Tasma, sadakatine rağmen kontrolsüz hareketleri olabilen bir canlı olan köpekle özdeştir. Tasma, aynı zamanda sahibini belirler. Sahibinin sesi misali... İp uzunluğu kadar hürriyete sahip olan köpek, aksi halde her şeye burnunu sokar. Karnı tok olsa bile her koku ilgisini çeker. Tasmanın çekilmesindeki amacı her zaman anlamaz. Boynu zorlanır, isteksiz olarak eylemine son verir. Eğitim görmemiş, sokak köpeğinden dönme ise anlayışının kıtlığı şaşırtmaz. İpin ucunu tutanın mutluluğu, kendi mutluluğudur. Kanını emerek yaşayan sırtındaki haşerelere kızarsa da, kendini hiç terk etmedikleri için, dost listesindedirler.
Sokak köpeği için o tasma, ne şeref ve ne gururdur. Sebepsiz yere veya dengi olmasa bile, diğer köpeklere saldırısını görmelisiniz.
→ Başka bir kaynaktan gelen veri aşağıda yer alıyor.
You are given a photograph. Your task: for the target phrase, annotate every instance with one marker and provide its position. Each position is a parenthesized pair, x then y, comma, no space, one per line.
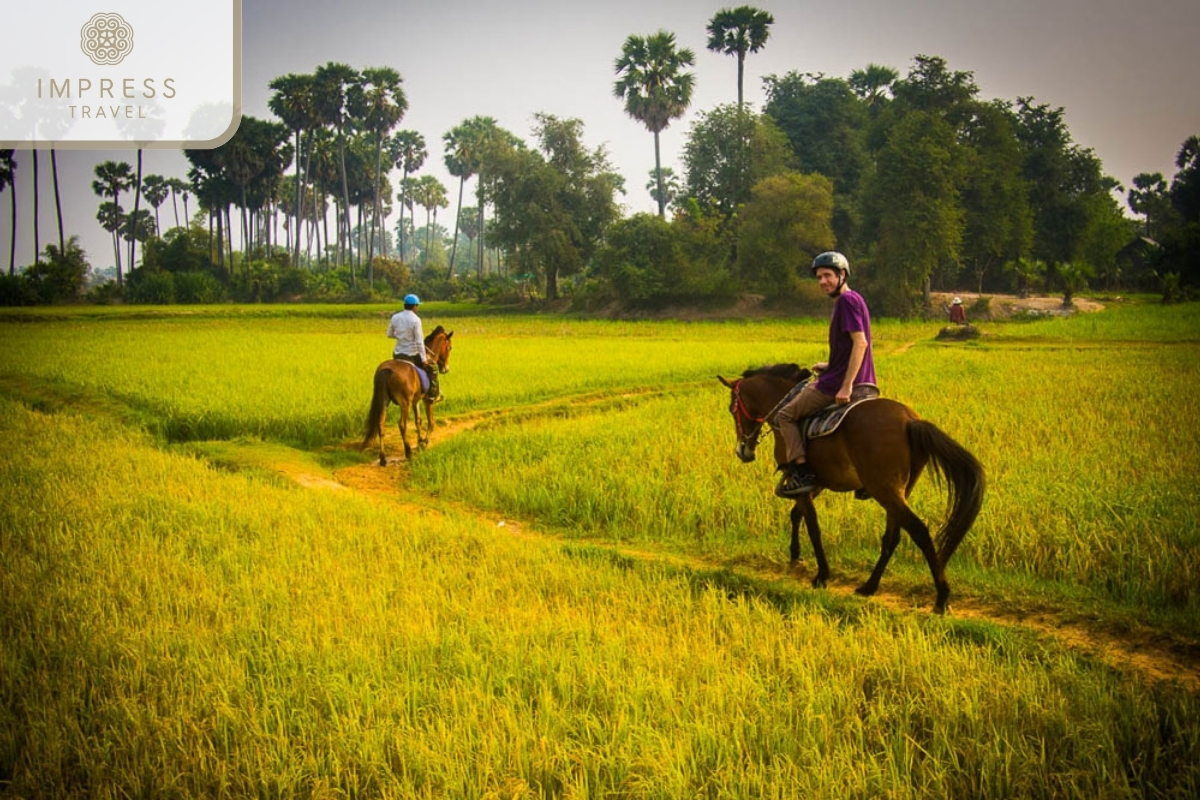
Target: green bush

Sahipsizliğin yani tasmasızlığın verdiği, ayakaltı yaşamı, tasma ile seviyeye ulaşır.
Görevi, geniş bahçeyi ve efendisinin oturduğu evi korumaktır. Bu ev, kendi bir odalık kulübesinin yanında saray gibi kalmaktadır. Bütün endişesi, bu bahçe ve sarayı korumak için, cins ve eğitimli bir köpek alınması idi. Ancak, sokaktan gelmenin üstünlüğünü hatırlayıp, alınacak köpek üzerinde hâkimiyet kurmasının zor olmayacağı düşüncesi, üzüntüsünü biraz hafifletiyordu. Uluma yeteneğinin göz ardı edilmemesi gerekirdi.
Köpek işte, başka itlerin ve kuçu kuçuların, kendi hakkında, “suyu ısındı çakalın, saraydan atılmasına az kaldı” diye düşündüklerini ne bilsin.